On Thu, Apr 14, 2016 at 3:37 AM, Davey Shafik <da...@php.net> wrote:
> Whitespace inside of { } should not matter, the contents should be evaluated
> as an expression and it's results used to determine the variable name, so
> ${great} should also be $my as in the other cases.
>
Right.  Which is why I'm conflicted on bug/not-bug/different-bug.

IMO, the label inside ${...} should either always be a variable name
(like HHVM handles it), or always be an expression.  What we have is
"It's always an expression except in the one specific case of it being
a valid variable name, in which case that takes precedence.  Since the
versions containing spaces aren't valid variable names, they fall back
on the more general expression handling.

So I'd be inclined to say "That exception to the rule is the problem",
except that this is variable interpolation behavior that goes ALL THE
WAY BACK, and I wouldn't break BC for the world.

So the question becomes: What's the right move going forward.  My
inclination would be to either:
A: Ignore surrounding whitespace within the ${...} expression.
Essentially, adopt HHVM's output for these examples.
B: Throw an error on surrounding whitespace.  This will make
discovering timebombs like these in existing code easier to catch.

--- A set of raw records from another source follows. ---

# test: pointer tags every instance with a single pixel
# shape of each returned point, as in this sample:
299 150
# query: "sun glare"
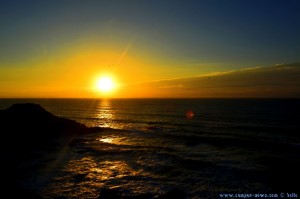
105 84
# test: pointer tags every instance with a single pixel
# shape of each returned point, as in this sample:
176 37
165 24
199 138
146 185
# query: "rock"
28 130
30 125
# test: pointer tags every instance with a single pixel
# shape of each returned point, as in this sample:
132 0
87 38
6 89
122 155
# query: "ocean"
193 148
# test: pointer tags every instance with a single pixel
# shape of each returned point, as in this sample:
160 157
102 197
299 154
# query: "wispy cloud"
274 81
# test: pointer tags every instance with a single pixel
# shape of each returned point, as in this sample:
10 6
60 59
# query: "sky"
59 48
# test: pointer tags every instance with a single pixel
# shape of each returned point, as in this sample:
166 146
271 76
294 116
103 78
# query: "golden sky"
51 49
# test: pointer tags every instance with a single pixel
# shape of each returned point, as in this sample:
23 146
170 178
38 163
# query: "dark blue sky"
194 34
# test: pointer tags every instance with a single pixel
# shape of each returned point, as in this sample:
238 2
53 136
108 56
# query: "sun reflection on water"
91 175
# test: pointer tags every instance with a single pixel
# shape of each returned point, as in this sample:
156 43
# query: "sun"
105 84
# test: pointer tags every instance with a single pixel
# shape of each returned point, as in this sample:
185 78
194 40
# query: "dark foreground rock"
28 130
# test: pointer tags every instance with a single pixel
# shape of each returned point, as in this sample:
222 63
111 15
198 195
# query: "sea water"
199 147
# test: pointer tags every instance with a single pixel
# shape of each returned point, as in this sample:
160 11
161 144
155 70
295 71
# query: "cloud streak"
279 81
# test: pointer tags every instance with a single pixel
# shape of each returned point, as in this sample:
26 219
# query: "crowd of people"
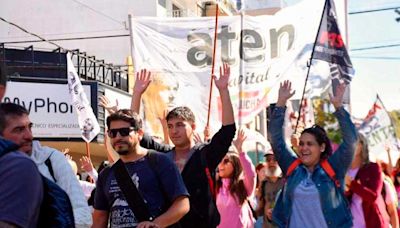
189 181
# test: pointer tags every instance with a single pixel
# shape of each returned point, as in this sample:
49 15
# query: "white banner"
49 108
86 119
179 51
378 129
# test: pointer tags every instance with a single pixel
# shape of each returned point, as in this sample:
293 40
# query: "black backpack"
56 209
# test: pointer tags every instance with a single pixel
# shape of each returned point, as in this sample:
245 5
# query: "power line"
376 57
101 13
67 33
374 10
48 41
375 47
66 39
33 34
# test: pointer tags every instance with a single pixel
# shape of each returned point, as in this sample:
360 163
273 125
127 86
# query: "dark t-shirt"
21 190
108 196
203 211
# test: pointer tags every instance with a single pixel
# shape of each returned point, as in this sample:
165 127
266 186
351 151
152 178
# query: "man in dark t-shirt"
195 162
21 188
166 196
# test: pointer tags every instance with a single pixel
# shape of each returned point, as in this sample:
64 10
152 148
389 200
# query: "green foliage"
325 118
395 116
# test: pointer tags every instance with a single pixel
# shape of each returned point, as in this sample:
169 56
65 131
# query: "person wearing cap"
270 187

In either case, if the programmer actually did want the
constant->variable double-interpolation, that could be easily achieved
via "${(foo)}" which disambiguated foo as a variable name from foo as
an expression.

-Sara

> Is this related to the use of quotes around string array keys inside
> strings?
>
> e.g. "$foo[great]" does not evaluate to $foo['my'] but to $foo['great'].
>
I don't think so... I have a feeling that's yet another weird oddity
to PHP parsing that's waiting to bite us in new and surprising ways.